Erste-Hilfe-Kurs, Schießausbildung und Märsche über 15 bis 20 Kilometer. Mit Rucksäcken, die 15 Kilogramm und mehr wiegen. „Das war das härteste für mich“, sagt Berezko-Marggrander, die vor Wettkämpfen selbst nur 52 Kilogramm auf die Waage bringt. Auch das hat sie geschafft. Und sie kann sich sogar vorstellen bei der Bundeswehr zu bleiben. „Dort hat man gute Möglichkeiten, was Ausbildung und Studium betrifft“, sagt sie. Doch eigentlich will sie noch gar nicht daran denken, wie lange sie noch auf der Turnmatte stehen wird. Denn zunächst zählt nur die Heim-WM in Stuttgart und die Qualifikation für die Olympischen Spiele in einem Jahr in Rio.

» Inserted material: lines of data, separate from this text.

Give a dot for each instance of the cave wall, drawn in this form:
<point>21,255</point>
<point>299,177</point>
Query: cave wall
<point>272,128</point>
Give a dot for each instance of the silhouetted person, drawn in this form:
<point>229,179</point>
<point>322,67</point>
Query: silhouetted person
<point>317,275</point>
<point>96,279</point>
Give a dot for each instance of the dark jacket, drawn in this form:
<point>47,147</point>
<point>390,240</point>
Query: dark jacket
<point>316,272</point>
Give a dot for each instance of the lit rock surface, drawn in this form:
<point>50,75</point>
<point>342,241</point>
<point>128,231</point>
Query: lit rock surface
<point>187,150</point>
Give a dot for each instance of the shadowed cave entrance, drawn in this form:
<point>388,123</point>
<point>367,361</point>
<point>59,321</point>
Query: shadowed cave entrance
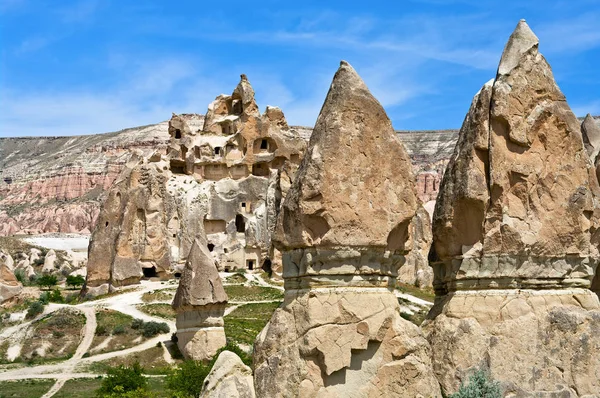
<point>149,272</point>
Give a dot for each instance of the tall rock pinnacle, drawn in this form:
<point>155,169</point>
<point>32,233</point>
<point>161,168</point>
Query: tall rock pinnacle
<point>344,232</point>
<point>514,247</point>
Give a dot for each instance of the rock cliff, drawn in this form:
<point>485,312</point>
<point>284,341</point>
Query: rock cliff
<point>514,239</point>
<point>344,231</point>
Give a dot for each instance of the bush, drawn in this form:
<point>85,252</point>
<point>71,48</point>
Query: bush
<point>75,281</point>
<point>187,379</point>
<point>47,281</point>
<point>479,386</point>
<point>119,329</point>
<point>123,380</point>
<point>137,324</point>
<point>151,329</point>
<point>56,296</point>
<point>34,309</point>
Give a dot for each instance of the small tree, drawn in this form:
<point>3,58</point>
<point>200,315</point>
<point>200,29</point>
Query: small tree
<point>123,381</point>
<point>480,385</point>
<point>47,281</point>
<point>187,379</point>
<point>75,281</point>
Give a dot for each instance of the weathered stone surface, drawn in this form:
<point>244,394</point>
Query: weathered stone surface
<point>513,240</point>
<point>516,200</point>
<point>343,232</point>
<point>9,285</point>
<point>200,303</point>
<point>132,233</point>
<point>591,136</point>
<point>229,378</point>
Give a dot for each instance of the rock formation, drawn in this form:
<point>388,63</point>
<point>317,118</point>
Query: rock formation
<point>9,285</point>
<point>229,378</point>
<point>131,239</point>
<point>514,245</point>
<point>200,303</point>
<point>344,231</point>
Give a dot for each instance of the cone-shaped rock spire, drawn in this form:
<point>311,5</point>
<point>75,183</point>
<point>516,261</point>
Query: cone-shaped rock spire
<point>355,185</point>
<point>513,238</point>
<point>200,283</point>
<point>344,232</point>
<point>591,136</point>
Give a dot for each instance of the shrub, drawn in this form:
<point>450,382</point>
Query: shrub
<point>479,386</point>
<point>123,380</point>
<point>119,329</point>
<point>187,379</point>
<point>137,324</point>
<point>47,281</point>
<point>75,281</point>
<point>56,296</point>
<point>34,309</point>
<point>151,329</point>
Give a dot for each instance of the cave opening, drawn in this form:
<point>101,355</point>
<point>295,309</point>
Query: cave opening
<point>149,272</point>
<point>240,223</point>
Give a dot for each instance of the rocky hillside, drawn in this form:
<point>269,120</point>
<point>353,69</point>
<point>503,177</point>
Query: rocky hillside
<point>56,184</point>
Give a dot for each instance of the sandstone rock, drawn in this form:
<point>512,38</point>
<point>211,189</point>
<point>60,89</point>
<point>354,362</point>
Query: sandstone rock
<point>513,247</point>
<point>229,378</point>
<point>9,285</point>
<point>344,231</point>
<point>131,239</point>
<point>591,136</point>
<point>49,262</point>
<point>200,303</point>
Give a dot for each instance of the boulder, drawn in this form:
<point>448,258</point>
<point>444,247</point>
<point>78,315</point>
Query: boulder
<point>200,303</point>
<point>344,230</point>
<point>229,378</point>
<point>49,262</point>
<point>514,248</point>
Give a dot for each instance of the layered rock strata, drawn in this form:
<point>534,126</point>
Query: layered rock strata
<point>132,238</point>
<point>514,239</point>
<point>344,231</point>
<point>200,303</point>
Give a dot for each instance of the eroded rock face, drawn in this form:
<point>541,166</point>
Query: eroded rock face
<point>9,285</point>
<point>229,378</point>
<point>131,239</point>
<point>200,303</point>
<point>514,251</point>
<point>344,231</point>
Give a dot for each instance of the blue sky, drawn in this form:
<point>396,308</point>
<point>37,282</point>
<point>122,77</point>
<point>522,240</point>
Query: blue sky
<point>89,66</point>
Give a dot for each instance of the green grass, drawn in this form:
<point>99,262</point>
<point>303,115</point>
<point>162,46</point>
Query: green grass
<point>25,388</point>
<point>423,294</point>
<point>86,388</point>
<point>245,323</point>
<point>252,293</point>
<point>158,295</point>
<point>160,310</point>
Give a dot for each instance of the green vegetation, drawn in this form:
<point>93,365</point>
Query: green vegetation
<point>54,336</point>
<point>158,295</point>
<point>24,388</point>
<point>480,385</point>
<point>252,293</point>
<point>86,388</point>
<point>75,281</point>
<point>121,380</point>
<point>243,324</point>
<point>160,310</point>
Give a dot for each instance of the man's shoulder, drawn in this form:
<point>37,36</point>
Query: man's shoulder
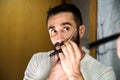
<point>42,54</point>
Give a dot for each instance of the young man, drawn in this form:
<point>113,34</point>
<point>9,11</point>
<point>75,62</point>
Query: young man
<point>73,63</point>
<point>118,47</point>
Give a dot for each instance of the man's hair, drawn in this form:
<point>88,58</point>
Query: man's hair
<point>66,8</point>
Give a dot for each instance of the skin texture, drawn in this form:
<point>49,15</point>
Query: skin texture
<point>60,27</point>
<point>118,47</point>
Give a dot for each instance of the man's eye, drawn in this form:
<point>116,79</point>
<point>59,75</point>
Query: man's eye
<point>52,31</point>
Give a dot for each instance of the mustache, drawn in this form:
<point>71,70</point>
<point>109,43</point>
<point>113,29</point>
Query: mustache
<point>58,44</point>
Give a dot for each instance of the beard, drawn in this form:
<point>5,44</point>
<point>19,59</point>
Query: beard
<point>75,38</point>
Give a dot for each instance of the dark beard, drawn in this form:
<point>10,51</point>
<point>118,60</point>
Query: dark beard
<point>75,39</point>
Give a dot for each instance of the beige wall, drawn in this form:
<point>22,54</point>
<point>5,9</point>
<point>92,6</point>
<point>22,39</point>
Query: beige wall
<point>23,32</point>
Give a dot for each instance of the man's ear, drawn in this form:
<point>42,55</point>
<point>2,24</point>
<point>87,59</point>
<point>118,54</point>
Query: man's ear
<point>81,31</point>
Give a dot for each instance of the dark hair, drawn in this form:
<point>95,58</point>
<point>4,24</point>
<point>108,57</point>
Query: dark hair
<point>66,8</point>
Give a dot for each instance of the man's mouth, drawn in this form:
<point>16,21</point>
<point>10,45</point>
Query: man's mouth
<point>58,45</point>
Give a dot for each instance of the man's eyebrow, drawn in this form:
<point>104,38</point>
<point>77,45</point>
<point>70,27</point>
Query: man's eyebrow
<point>51,27</point>
<point>66,23</point>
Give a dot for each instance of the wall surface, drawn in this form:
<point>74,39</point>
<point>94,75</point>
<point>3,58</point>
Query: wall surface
<point>108,24</point>
<point>23,32</point>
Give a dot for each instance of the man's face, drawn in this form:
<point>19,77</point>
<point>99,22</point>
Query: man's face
<point>60,27</point>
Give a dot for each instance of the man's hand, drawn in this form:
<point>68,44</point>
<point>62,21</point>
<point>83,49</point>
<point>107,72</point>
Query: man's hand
<point>70,60</point>
<point>57,73</point>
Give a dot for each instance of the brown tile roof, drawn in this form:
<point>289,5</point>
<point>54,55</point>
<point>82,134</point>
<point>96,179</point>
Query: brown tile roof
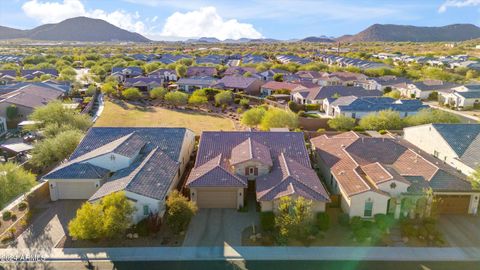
<point>361,163</point>
<point>291,171</point>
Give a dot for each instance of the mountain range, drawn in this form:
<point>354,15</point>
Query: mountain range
<point>95,30</point>
<point>75,29</point>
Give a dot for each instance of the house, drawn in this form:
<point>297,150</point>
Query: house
<point>145,163</point>
<point>31,74</point>
<point>192,84</point>
<point>248,85</point>
<point>384,82</point>
<point>358,107</point>
<point>317,94</point>
<point>237,70</point>
<point>121,73</point>
<point>143,83</point>
<point>27,97</point>
<point>272,86</point>
<point>166,75</point>
<point>377,175</point>
<point>422,90</point>
<point>201,72</point>
<point>271,164</point>
<point>454,144</point>
<point>341,78</point>
<point>462,97</point>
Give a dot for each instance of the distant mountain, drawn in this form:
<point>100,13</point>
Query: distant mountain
<point>75,29</point>
<point>317,39</point>
<point>391,32</point>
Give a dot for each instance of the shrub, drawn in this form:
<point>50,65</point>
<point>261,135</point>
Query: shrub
<point>323,221</point>
<point>341,122</point>
<point>267,221</point>
<point>22,206</point>
<point>7,215</point>
<point>344,219</point>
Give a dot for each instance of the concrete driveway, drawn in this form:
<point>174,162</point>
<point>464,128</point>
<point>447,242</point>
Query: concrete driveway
<point>219,227</point>
<point>49,228</point>
<point>460,231</point>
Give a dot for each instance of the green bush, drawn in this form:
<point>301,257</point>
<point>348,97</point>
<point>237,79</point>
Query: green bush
<point>344,219</point>
<point>7,215</point>
<point>22,206</point>
<point>323,221</point>
<point>267,221</point>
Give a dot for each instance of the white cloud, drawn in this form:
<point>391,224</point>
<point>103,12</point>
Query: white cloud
<point>53,12</point>
<point>206,22</point>
<point>458,4</point>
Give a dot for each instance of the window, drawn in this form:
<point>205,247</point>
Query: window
<point>368,208</point>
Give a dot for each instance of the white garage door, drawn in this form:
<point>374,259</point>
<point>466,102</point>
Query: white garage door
<point>75,190</point>
<point>224,198</point>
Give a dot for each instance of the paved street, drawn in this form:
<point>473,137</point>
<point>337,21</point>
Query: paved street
<point>461,231</point>
<point>48,229</point>
<point>217,227</point>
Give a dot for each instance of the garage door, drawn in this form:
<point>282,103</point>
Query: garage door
<point>75,190</point>
<point>225,198</point>
<point>452,204</point>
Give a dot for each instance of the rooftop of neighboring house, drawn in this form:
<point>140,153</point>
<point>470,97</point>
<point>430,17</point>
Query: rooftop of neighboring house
<point>31,95</point>
<point>284,152</point>
<point>274,85</point>
<point>322,92</point>
<point>361,164</point>
<point>374,104</point>
<point>155,153</point>
<point>201,71</point>
<point>238,82</point>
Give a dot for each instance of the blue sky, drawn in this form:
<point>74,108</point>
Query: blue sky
<point>281,19</point>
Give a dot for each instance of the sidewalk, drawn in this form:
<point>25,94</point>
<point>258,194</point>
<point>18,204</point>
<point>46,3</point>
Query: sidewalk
<point>250,254</point>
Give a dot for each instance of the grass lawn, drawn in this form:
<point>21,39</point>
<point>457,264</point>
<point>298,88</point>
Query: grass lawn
<point>128,115</point>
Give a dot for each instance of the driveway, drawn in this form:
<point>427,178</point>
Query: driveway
<point>460,231</point>
<point>219,227</point>
<point>49,228</point>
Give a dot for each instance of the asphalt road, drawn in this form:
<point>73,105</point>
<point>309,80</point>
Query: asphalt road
<point>254,265</point>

Dort hinzukommen, wird nicht einfach. Maximal zwei Startplätze kann sich eine Nation sichern, aber nur wenn zwei Gymnastinnen bei der WM unter die besten 15 im Mehrkampffinale kommen. Das ist die einzige Möglichkeit, um zwei Gymnastinnen nach Rio zu schicken. Erreicht keine der beiden Deutschen eine Top-Platzierung, kann eine noch bei einem Testwettkampf 2016 um die Quali kämpfen, wenn sie bei der WM Platz 16 bis 38 belegt. „Ich will es schon in Stuttgart schaffen“, sagt Berezko-Marggrander. „Ich bin gut vorbereitet und werde mein Bestes geben. Ich weiß, dass ich es schaffen kann.“

Laura Jung:

Laura Jung ist bei ihrer Zielformulierung für die WM etwas zurückhaltender. „Ich würde gerne am Freitag noch einmal turnen“, sagt sie. Im Mehrkampffinale mit den 24 besten Gymnastinnen. Rio – das ist zwar auch ihr Ziel, „aber ich gehe das etappenweise an.“

Bei der WM setzt Jung vor allem auf das Publikum. „Das ist ein extremes Hilfsmittel für mich.“ Dementsprechend hat sie auch ihre Musik ausgewählt. David Garrett mit Music zum Beispiel für die Reifen-Kür und ein Lied aus dem Film Matrix für ihren Auftritt mit dem Band. „Die Zuschauer gehen dabei voll mit.“ Diese Unterstützung kann sie gebrauchen. Zuletzt plagte Jung eine Rückenverletzung, für das Training war das nicht optimal. „Aber das ist ausgestanden. Wir haben ein paar Dinge umgestellt, damit der Rücken entlastet wird.“

Rio 2016 ist vermutlich ihre letzte Chance, doch noch einmal Olympische Spiele als Sportlerin zu erleben. „Ich werde nicht jünger und kann den Sport nicht ewig machen“, sagt die 20-Jährige. Parallel zu ihrer Karriere auf der Turnmatte absolviert sie zurzeit einen Bundesfreiwilligendienst beim Schwäbischen Turnerbund. „Ich organisiere mit und turne mit“, sagt Jung und muss lachen. Dem Sport will sie auch nach ihrer Karriere treu bleiben. In welcher Funktion auch immer, denn ein Leben ohne kann sich die gebürtige Saarländerin nicht vorstellen. Mit sechs Jahren hat sie mit der Sportgymnastik begonnen, mit zwölf zog sie Zuhause aus, um im Internat in Schmiden beste Bedingungen zu haben. Nun will sie „bei der WM allen zeigen, was ich kann“.